En Mongolia dormimos
varias noches en las gers, las tiendas nómadas tradicionales. Una de ellas en
el desierto de Gobi, frente a las dunas. Nuestra ger tenía una puerta de madera
naranja con dibujos geométricos tradicionales y cuatro camas con edredones,
imprescindibles para el frío nocturno. La abuela, la madre y dos hijos nos
recibieron en su propia tienda. El padre se fue a dar una vuelta en moto. La
abuela tenía la piel tostada y curtida, completamente surcada por arrugas. La
madre nos sirvió airag, la leche de yegua fermentada, que habíamos probado en
Festival Naadam. También nos ofreció un bol grande con dulces, queso blanco y
grumos amarillos de requesón endurecidos. Probé un poquito de todo, para
agradecer su hospitalidad. Los niños nos miraban, sonreían y observaban
atentamente nuestros gestos.
Lo interesante era
estar en la tienda en la que vivían y ver todos los detalles del interior. El
mobiliario era mínimo, una mesa central, junto a la estufa, y tan sólo una
silla para la abuela. El suelo estaba cubierto por piezas diferentes de hules y
alguna alfombra. Alrededor, en pequeñas estanterías se acumulaban objetos de
cocina cotidianos: cacerolas, tazas, teteras, platos y termos de plástico de fabricación china.
Decían que se tardaba
dos horas en montar o desmontar una tienda, pero parecía complicado trasladar
todos aquellos enseres.

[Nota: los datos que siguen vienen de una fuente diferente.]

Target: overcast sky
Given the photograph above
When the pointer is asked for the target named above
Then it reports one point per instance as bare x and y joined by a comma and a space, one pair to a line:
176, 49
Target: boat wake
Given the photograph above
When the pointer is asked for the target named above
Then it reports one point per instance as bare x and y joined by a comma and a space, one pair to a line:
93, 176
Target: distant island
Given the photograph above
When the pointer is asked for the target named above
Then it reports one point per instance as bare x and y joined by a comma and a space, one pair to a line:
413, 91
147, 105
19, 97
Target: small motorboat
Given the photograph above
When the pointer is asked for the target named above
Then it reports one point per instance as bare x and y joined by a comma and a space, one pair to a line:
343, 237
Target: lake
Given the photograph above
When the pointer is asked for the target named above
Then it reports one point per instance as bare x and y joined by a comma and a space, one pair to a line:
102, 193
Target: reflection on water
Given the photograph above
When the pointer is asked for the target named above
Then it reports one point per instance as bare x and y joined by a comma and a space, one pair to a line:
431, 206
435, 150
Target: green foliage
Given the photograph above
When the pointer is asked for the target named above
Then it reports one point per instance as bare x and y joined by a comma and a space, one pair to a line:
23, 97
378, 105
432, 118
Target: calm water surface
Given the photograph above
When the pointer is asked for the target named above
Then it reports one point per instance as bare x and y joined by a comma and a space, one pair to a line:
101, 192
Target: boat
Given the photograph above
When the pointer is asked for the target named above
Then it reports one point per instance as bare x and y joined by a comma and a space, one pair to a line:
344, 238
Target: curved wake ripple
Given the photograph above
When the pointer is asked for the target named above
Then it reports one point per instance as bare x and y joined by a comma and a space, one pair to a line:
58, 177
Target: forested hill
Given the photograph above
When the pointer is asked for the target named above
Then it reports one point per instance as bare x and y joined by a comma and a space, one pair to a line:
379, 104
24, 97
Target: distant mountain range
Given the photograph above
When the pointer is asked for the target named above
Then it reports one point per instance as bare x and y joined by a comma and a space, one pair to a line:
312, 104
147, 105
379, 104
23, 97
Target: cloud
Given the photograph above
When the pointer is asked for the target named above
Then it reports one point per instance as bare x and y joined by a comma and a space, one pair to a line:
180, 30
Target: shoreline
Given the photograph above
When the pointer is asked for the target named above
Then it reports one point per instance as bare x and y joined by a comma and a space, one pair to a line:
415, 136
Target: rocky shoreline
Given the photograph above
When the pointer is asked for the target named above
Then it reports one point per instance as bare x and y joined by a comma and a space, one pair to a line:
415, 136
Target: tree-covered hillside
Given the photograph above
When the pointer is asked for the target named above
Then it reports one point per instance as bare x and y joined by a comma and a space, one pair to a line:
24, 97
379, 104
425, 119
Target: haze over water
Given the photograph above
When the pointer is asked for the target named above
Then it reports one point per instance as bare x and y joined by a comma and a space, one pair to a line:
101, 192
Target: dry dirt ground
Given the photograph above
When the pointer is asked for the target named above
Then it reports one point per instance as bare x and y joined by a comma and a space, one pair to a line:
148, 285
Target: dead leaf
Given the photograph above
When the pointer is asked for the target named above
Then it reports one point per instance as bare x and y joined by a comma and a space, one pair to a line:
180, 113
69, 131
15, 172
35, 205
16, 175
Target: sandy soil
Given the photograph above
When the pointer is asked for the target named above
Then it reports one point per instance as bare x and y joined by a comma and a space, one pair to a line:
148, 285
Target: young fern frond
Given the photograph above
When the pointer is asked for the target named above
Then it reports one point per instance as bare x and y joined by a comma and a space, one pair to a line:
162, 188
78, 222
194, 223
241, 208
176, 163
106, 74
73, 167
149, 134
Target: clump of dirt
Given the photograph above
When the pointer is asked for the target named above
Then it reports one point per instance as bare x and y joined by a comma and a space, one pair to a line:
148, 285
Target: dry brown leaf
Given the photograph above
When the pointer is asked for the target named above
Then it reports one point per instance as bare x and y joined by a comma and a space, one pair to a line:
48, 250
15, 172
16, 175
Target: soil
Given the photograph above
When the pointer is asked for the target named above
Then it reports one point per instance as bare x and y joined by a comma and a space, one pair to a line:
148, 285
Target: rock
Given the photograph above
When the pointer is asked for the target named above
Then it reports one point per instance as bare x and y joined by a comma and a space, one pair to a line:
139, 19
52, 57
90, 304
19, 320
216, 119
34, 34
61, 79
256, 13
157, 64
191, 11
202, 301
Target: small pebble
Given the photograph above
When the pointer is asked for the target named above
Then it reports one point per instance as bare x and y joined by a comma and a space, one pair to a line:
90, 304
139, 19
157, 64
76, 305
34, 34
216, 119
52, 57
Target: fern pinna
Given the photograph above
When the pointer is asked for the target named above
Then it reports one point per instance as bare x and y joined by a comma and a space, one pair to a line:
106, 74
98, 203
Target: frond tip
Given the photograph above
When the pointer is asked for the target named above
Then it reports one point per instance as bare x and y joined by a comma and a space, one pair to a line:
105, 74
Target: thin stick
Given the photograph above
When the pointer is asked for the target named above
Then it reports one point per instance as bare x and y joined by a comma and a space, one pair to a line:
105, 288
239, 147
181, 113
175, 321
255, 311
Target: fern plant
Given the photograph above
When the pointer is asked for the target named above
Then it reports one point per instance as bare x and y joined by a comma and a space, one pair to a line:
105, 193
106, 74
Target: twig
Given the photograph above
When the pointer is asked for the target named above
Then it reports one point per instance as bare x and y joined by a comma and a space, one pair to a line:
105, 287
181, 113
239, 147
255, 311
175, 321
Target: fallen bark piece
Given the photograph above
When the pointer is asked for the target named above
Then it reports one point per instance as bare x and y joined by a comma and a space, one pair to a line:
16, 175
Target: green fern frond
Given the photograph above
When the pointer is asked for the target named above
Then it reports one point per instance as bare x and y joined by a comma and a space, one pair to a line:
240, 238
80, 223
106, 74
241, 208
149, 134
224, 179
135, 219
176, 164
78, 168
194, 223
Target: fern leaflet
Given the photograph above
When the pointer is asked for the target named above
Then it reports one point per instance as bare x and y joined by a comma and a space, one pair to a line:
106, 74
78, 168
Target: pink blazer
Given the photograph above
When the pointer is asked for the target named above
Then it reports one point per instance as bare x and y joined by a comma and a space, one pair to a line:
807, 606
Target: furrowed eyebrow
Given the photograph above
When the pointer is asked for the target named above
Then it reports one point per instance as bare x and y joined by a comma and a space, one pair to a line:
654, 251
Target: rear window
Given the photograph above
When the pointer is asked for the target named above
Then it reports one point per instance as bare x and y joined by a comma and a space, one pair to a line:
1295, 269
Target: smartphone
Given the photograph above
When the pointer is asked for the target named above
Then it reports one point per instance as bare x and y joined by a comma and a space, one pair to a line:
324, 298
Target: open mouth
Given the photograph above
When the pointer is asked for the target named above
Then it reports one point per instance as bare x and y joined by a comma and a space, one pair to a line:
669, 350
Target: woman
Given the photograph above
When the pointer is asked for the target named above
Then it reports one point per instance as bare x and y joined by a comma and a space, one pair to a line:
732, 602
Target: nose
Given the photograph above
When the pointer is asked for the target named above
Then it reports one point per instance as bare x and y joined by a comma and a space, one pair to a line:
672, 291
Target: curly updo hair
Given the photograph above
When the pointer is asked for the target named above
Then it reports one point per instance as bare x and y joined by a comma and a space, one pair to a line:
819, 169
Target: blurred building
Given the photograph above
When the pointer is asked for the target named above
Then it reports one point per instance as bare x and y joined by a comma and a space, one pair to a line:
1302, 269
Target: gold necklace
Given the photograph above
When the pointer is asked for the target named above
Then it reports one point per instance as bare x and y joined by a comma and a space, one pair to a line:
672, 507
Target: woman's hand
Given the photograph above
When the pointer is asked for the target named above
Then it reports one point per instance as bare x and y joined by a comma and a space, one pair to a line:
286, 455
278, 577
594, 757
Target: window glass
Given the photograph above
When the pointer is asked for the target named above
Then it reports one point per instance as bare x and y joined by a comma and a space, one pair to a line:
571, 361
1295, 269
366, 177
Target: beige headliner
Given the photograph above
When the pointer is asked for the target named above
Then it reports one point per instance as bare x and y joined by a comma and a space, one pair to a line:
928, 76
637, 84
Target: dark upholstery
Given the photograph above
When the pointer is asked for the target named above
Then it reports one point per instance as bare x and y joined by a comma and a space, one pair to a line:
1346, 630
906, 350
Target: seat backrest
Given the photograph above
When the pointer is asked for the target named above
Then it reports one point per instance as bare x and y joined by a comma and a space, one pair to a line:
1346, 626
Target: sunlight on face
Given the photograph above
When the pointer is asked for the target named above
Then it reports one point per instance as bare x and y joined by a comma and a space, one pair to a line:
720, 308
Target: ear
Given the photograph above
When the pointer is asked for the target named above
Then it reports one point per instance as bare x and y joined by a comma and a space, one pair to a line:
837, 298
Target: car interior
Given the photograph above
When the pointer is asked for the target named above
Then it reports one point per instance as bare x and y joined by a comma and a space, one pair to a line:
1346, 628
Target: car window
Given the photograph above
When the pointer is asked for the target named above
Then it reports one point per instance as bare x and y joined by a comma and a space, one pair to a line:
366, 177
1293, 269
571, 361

Según la costumbre los hombres se sentaron a la
izquierda y las mujeres nos situamos a la derecha. En la parte central mirando
hacia la puerta estaba el lugar de honor y el altar.
La estufa de leña
estaba encendida, tenían abierto el orificio del techo de la tienda y entraban
los rayos de sol calentando la estancia. Por ese mismo orificio por la noche
pudimos ver las estrellas del firmamento. Nunca habíamos dormido en un hotel
con más estrellas.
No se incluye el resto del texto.